Maurizio Sarri è un discepolo di Arrigo Sacchi. La stima tra i due è notevolissima. Quando il tecnico del Napoli incontra il suo maestro è sempre sinceramente emozionato e l’affetto dell’ex c.t. nei confronti dell’allenatore toscano è davvero sincero, ma nonostante ciò e nonostante i tanti complimenti Sacchi è convinto che il Napoli pur giocando un calcio splendido non riuscirà a vincere il campionato che, secondo lui, sarà conquistato ancora dalla Juventus: “Lo scudetto lo rivincerà la Juve. Anzi, mi correggo: solo la Juve può perderlo. Il Napoli è la squadra che preferisco, come gioco è fra le tre migliori al mondo.
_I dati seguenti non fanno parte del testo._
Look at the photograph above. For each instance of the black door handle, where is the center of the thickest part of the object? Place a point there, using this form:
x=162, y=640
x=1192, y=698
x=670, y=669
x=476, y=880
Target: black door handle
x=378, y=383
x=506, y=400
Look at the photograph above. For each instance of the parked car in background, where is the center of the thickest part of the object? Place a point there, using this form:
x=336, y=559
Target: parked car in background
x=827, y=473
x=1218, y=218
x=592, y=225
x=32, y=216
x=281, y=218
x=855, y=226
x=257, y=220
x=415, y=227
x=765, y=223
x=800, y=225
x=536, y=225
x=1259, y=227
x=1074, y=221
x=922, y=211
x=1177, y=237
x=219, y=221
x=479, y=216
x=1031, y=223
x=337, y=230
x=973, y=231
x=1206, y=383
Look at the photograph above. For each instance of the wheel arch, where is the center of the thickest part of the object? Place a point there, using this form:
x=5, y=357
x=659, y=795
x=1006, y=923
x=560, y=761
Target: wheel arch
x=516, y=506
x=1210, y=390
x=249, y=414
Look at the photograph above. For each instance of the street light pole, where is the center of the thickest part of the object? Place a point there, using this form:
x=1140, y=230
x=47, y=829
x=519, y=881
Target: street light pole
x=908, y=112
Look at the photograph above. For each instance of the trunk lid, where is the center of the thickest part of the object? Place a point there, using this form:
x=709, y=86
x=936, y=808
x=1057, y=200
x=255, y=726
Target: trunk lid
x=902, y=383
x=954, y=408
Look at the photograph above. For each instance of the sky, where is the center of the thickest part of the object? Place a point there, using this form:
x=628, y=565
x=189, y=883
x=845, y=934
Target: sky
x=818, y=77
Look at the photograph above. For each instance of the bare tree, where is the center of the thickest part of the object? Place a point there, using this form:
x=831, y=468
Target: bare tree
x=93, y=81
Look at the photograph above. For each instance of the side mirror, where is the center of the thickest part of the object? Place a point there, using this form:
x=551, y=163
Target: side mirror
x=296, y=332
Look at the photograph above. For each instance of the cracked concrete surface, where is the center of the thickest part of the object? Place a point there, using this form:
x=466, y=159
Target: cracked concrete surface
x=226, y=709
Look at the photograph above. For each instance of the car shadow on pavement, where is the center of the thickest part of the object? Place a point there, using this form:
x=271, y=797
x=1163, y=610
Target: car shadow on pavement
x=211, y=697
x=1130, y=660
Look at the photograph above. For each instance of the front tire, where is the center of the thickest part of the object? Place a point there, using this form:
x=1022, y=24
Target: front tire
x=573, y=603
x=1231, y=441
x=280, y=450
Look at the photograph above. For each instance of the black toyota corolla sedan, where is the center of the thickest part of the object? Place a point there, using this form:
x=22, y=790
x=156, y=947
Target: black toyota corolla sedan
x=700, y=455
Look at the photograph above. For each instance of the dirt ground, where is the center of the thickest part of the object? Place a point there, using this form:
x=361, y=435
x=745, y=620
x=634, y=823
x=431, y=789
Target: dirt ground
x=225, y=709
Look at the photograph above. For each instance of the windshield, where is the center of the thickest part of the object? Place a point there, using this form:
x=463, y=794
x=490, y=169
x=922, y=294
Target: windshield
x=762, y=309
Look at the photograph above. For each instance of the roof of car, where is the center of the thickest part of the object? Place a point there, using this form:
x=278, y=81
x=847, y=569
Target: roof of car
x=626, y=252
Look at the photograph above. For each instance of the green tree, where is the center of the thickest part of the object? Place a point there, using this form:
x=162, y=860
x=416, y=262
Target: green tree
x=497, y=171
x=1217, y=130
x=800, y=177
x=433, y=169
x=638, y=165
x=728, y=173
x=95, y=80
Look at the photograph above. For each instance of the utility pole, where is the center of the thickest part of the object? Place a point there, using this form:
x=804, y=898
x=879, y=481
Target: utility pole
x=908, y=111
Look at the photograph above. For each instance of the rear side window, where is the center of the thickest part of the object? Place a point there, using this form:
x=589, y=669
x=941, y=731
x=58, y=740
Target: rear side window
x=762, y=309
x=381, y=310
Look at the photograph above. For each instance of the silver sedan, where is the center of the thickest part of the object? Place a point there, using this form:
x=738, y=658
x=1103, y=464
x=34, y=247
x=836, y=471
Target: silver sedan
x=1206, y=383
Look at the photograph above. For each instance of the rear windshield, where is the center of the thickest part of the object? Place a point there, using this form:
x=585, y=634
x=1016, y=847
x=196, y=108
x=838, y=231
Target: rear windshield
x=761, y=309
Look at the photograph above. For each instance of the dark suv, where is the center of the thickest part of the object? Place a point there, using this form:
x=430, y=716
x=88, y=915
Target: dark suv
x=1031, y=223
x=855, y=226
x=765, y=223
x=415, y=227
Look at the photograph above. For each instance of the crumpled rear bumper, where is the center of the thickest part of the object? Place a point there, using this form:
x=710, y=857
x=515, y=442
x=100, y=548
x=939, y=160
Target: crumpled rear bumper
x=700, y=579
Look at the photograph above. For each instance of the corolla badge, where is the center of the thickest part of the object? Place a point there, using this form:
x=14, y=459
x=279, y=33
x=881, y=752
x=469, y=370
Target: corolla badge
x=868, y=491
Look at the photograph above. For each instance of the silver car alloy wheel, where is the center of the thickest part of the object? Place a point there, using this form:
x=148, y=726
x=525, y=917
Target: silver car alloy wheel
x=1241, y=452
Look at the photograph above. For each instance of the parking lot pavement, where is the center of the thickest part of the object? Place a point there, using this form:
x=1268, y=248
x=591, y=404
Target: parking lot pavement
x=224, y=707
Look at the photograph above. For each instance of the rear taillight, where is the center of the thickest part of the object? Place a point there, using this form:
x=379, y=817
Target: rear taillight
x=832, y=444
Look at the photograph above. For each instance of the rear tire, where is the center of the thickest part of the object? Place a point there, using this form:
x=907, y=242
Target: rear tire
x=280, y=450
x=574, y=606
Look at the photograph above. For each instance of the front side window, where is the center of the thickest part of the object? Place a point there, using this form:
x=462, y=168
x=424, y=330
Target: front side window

Sarri è un genio”.

Per Sacchi la Juventus è la più forte.

Sei scudetti vinti negli ultimi sei anni, due finali di Champions disputate nelle ultime tre stagioni per il club bianconero. Risultati straordinari per la Juventus che ha giocatori fortissimi e una società tra le migliori al mondo anche per Sacchi, che però dà un consiglio al presidente Andrea Angelli

La forza mentale legate a delle individualità eccelse e a una società tra le prime cinque al mondo dà alla Juve più punti in partenza. Anche se a me non piace il messaggio ‘conta sola vincere’. Lo sapete, la penso diversamente. Però un consiglio ad Agnelli lo darei: proverei a fare un paso in avanti per unire merito, bellezza e vittoria.

Il Napoli è la squadra più bella.

L’idea di calcio di Sacchi è quella che prova a sviluppare Sarri, che è un grande maestro, ha creato una squadra molto forte, ma che difficilmente in questa stagione potrà riuscirà già a vincere lo scudetto, che al Napoli manca dal 1990

Il Napoli il campionato non lo vincerà perché è ‘condannato’ alla perfezione. Ha collettivo eccezionale, idee, qualità. Però i singoli mancano di forza fisica, esperienza, storia. Quando c’è da stringere i denti nei momenti bui si perdono, e a un certo livello i momenti bui capitano. La strada però è giusta, ogni mese che passa il Napoli è migliore. Prima o poi sarà da scudetto, ma sarà già quest’anno. L’anno scorso ha perso Higuain e poi Milik eppure ha segnato più gol.

Sacchi: la Roma, il Milan e l’Inter.

Non va nello specifico quando parla della Roma l’ex grande tecnico del Milan, che a proposito del club giallorosso ha voluto raccontare un bell’aneddoto

Ogni ambiente ha le proprie caratteristiche sociologiche. Quando arrivai a Milano nel 1987 vedendo che per la strada tutti andavano di corsa pensai: questo è il posto perfetto per il pressing. Roma è una città esigente, complessa. Sono arrivati secondi ma la gente non era contenta.

Infine nell’intervista rilasciata al Corriere della Sera Sacchi, oggi opinionista per Premium, ha parlato del Milan e dell’Inter

C’è da capire come si muoveranno le nuove proprietà. Spalletti mi piace molto, ma già negli anni passati all’Inter c’erano buoni allenatori eppure è andata male. Forse il problema era l’Inter, non l’allenatore. Montella è bravo, ora mi sembra più tattico. Mirabelli gli sta fornendo una buona squadra, sono acquisti coerenti. Ma per me sono più importanti le idee.